Из колледжа Анька решила пройтись пешком. Распрощавшись по дороге к Виталику со своими одногруппницами, которым было с ней не по пути, Анька набрала номер своего парня. Он не брал телефон. «Спит, наверное, соня», – подумала она почти что беззаботно. Эта мысль позволила девушке не волноваться, почему ее молодой человек не ответил на утреннюю эсэмэску.
«Впрочем, мы вместе вот уже четыре месяца, и вполне логично, что конфетно-букетный период подходит к концу», – размышляла она, предполагая дальнейшее совместное будущее с парнем, не зная, что в это самое время он изменял ей со старой знакомой из другого города, куда более крупного, приехавшей в гости «на чай».
Тем временем Анька проходила мимо жилого дома, на стене которого было написано размытыми черными буквами: «Рудик – сука!», и, чуть ближе к углу трехэтажки: «Сука я, а не Рудик».
Конечно, студентка множество раз замечала эти надписи, но рассмешили они ее только сегодня. Не повезло Рудику, кем бы этот парень ни был. Хотя кто знает, может, Рудику, наоборот, в кайф такая дворовая популярность?
Проходя среди солнечных зайчиков и пляшущих перед ее кедами комочков тополиного пуха, девушка захотела слопать какую-нибудь вафельку, печенинку, шоколадку – хоть что-то. Оставалось совсем недолго до цели, но на кефирчике с сыром вприкуску долго не продержишься.
Решение насущной проблемы было очевидным – купить шоколадный батончик, скушав его по дороге к любимому. Стоя перед кассиршей, девушка со стыдом подумала о несдержанном мужике, зашедшем внутрь поскандалить, что ему она помогать бы не стала. Радуясь, что «мужчина в самом расцвете сил» оказался выдворен на улицу и укоряя себя за желание нарушить в отношении него непреложные правила профессионального долга и этики, девушка посочувствовала кассирше и выпорхнула из киоска в уличную жару – хотелось поскорее увидеть своего парня.
Полчаса спустя она уже выползла вон из его душной парадной. Она стремилась теперь выскочить на свежий воздух, подальше от липких рук человека, который ее так легко и незамысловато предал – переспав с какой-то питерской шалашовкой!
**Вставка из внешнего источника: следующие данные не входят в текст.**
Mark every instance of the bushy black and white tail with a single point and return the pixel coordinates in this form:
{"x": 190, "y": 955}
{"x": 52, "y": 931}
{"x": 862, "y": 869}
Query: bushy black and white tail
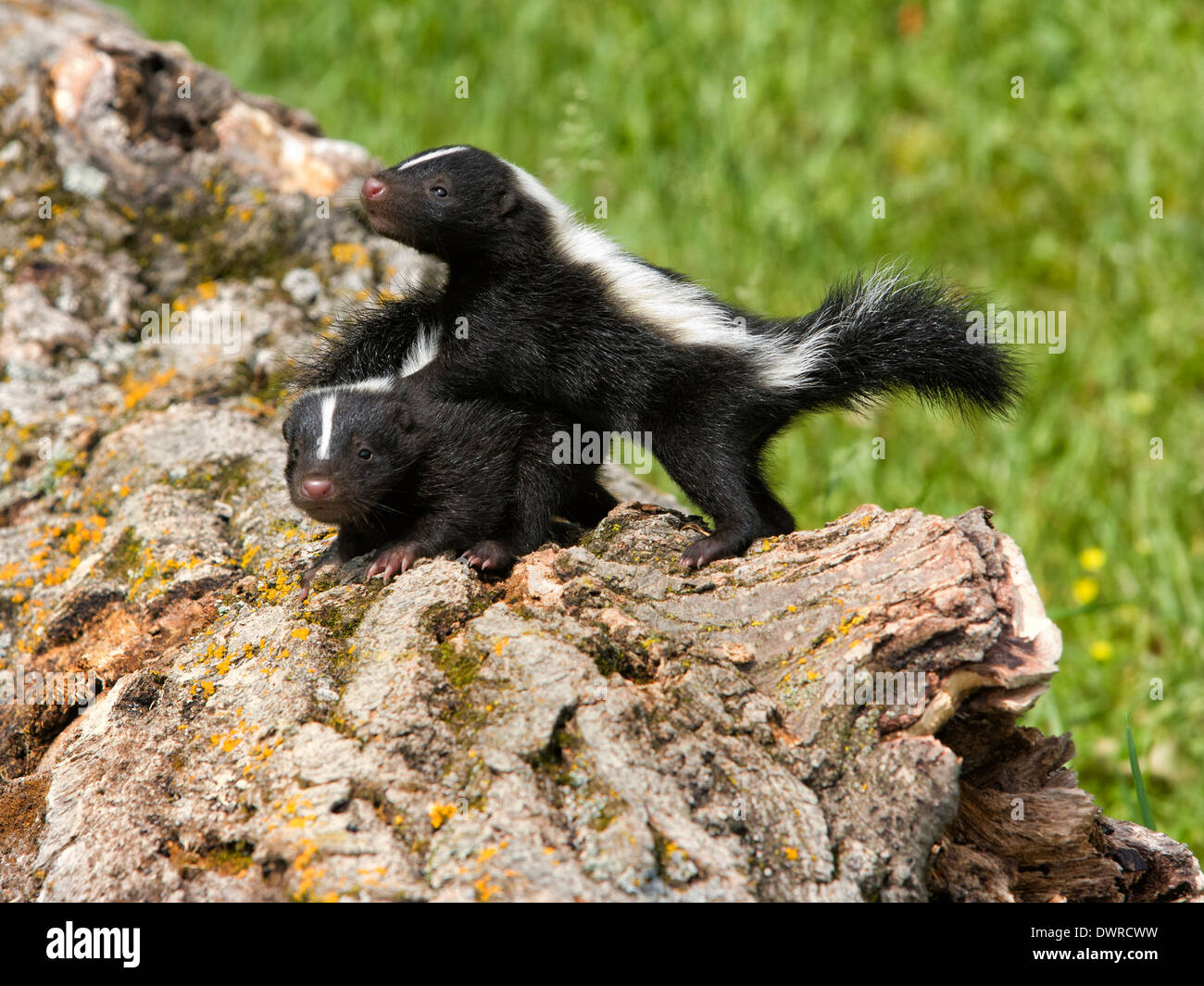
{"x": 880, "y": 335}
Аня спотыкалась обо всех и все, что попадалось ей навстречу – эти препятствия были для нее невидимыми, ведь она не могла прекратить плакать, а все новые и новые слезы только лишь размывали прежде такую яркую и целостную картину происходящего в ее жизни.
Прошло немало времени, прежде чем письмо Рудику на стене дома вновь стало вызывать на лице девушки улыбку. В тот трагический день Анька осознала для себя, что ставки, которые люди делают, играя в азартные игры с жизнью, не всегда оправдываются.
Испытав чувство глубокой сопричастности к Рудику, больным и умирающим созданиям всего мира, она вдруг сообразила, что неудачи похожи на скальпель, которым можно убить или поспособствовать выздоровлению пациента.
Подобный хирургический инструмент держит в руках каждый. И во власти каждого решить, как им воспользоваться.